在这个年代,有些秘密,知道的人越少,反而活得越安全、越长久。
苏夜拎着沉甸甸的破麻袋,快步走出了后棚,来到了前院。
王德贵正蹲在地上,冻得直打哆嗦,一见苏夜出来,急忙拍拍屁股站了起身。
“德贵叔,肉在这,刚好二十斤,多出来的半斤八两,就算我送给乡亲们尝个鲜了。”
苏夜把麻袋递了过去,语气温和而大方。
王德贵急忙接过麻袋,入手那沉甸甸的分量,让他喜上眉梢。
他隔着麻袋摸了摸,那厚实的肉质和肥腻的冬膘,让他忍不住暗暗咽了口唾沫。
“哎呀,这肉可真肥!小夜,叔真不知道该说啥好了。”
王德贵激动得老脸通红,连连夸赞:“你这孩子,心眼实在,随你爹,都是能挑大梁的汉子!”
“叔,这大晚上的,您赶紧把肉拿回去吧,省得在路上冻坏了。”
苏夜笑着叮嘱了一句。
“好,好,叔这就走!小夜,你在家也注意安全,有啥难处随时来找叔!”
王德贵将麻袋紧紧抱在怀里,像捧着什么绝世珍宝一样,深一脚浅一脚地消失在夜色中。
苏夜目送着王德贵离去,直到那佝偻的身影完全消失在风雪里,他才转身回了屋。
一推开厚重的木门,一股夹杂着松脂香气的融融暖意,瞬间扑面而来。
“苏夜哥哥!”
林婉儿像个轻盈的小鹿一样,迎头便扑了上来,急急地搂住了苏夜的胳膊。
“外面冷不冷?德贵叔走了?”
小姑娘仰着一张白皙精致的小脸,眼睛亮晶晶的,满是关切。
“走了,把肉拿回去了。”
苏夜宠溺地笑了笑,伸出有些冰凉的手,轻轻捏了捏她挺翘的小鼻子。
“哎呀,苏夜哥哥手好凉,快去炕上坐着暖和暖和!”
林婉儿娇呼了一声,却顺势将苏夜那双粗糙的大手,紧紧捂在自己温热的掌心里。
沈秋萍这时也从灶房里走了出来,手里端着一盆热气腾腾的贴饼子。
她穿着一件洗得发白的碎花棉袄,腰间系着围裙,身段却依旧显得丰腴而曼妙。
那张温婉如水的脸庞上,带着抹不掉的温柔与顺从,一双美眸亮汪闪闪地看着苏夜。
“小夜,快洗手吃饭,今晚有大烟囱里炖的野兔肉,我放了好多木耳呢。”
沈秋萍的声音软软糯糯的,像是一股清泉,瞬间流进了苏夜的心坎里。
苏夜看着眼前这两个满眼都是自己的女人,前世那深入骨髓的寒冷和愧疚,彻底烟消云散。
他拉着林婉儿走到炕沿边坐下,随手从怀里摸出了那一沓厚厚的票子。
“萍姨,婉儿,你们看这是啥。”
苏夜笑着将那十四块钱,还有今天在黑市上卖狍子剩下的三十来块钱,一股脑全拍在炕桌上。

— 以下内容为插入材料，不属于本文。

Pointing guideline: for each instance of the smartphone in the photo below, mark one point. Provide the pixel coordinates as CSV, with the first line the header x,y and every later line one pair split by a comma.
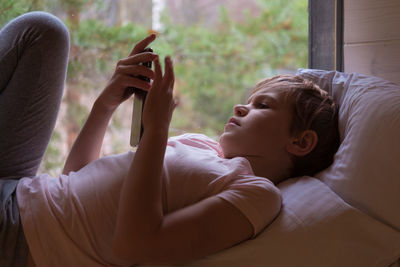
x,y
139,97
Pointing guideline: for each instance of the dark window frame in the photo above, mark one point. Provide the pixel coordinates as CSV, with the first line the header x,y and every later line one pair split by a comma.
x,y
325,40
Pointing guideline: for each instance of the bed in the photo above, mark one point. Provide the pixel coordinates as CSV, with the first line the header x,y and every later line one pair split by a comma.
x,y
348,214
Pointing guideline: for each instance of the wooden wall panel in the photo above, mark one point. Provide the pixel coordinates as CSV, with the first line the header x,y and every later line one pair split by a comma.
x,y
372,38
371,20
378,59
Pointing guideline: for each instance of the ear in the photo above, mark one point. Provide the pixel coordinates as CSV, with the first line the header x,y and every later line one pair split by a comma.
x,y
303,143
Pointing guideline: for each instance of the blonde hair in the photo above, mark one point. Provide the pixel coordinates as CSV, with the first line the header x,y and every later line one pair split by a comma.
x,y
312,109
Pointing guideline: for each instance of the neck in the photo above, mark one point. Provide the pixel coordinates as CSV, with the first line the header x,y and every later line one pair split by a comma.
x,y
270,169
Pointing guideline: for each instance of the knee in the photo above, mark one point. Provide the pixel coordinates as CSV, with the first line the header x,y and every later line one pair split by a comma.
x,y
47,27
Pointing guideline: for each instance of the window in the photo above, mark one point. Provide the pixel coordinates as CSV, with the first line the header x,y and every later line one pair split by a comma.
x,y
220,49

那一叠绿绿红红的钞票,在昏黄的煤油灯光下,散发着诱人至极的光泽。
沈秋萍和林婉儿顿时愣住了,母女俩齐刷刷地盯着炕桌上的钱,美眸里满是难以置信。
“这……这得有四十多块钱吧?”
沈秋萍有些失声,纤细的手指捂着红唇,惊讶得微微颤抖。
在这个一分钱恨不得掰成两半花的年代,四十多块钱,绝对是一笔顶了天的大钱!